Activation of TIM by Binding of Exogenous Phosphite Dianion

Figure 3 shows that there is a large dependence of the observed first-order rate constant for turnover of 19 mM h-GLY by 42 μM TIM in D2O on the concentration of exogenous phosphite dianion at a constant ionic strength of 0.10 (NaCl). The data are summarized in Table 1. The observation of identical values of kobsd for the disappearance of 19 or 9.5 mM glycolaldehyde, corresponding to 1.2 or 0.6 mM of the free carbonyl form, shows that there is no significant saturation of TIM by glycolaldehyde at these concentrations. This is further supported by the absence of any detectable effect of 20 mM glycolaldehyde on the value of (Km)app for turnover of GAP by TIM in the presence of 32 mM phosphite dianion at pH 7.4 (see Results).
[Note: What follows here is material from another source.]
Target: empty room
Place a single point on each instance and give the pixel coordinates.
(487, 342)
The values of kobsd (s-1) in Table 1 are at least 100-fold larger than ko = 2.4 × 10-7 s-1 determined for the background reaction of glycolaldehyde in the presence of 32 mM phosphite buffer (50% dianion, pD 7.0) and knon[TIM] = (0.0106 M-1 s-1 × 42 μM) = 4.5 × 10-7 s-1 for the nonspecific protein-catalyzed reaction of h-GLY catalyzed by 42 μM TIM (see above). Therefore, observed second-order rate constants (kcat/Km)obsd (M-1 s-1) for turnover of the free carbonyl form of h-GLY by TIM in the presence of phosphite dianion (Table 1) were calculated directly from the values of kTIM = kobsd/[TIM] using the relationship (kcat/Km)obsd = kTIM(1 + Khyd) with Khyd = 15.4 determined for hydration of the carbonyl group of glycolaldehyde under the experimental conditions.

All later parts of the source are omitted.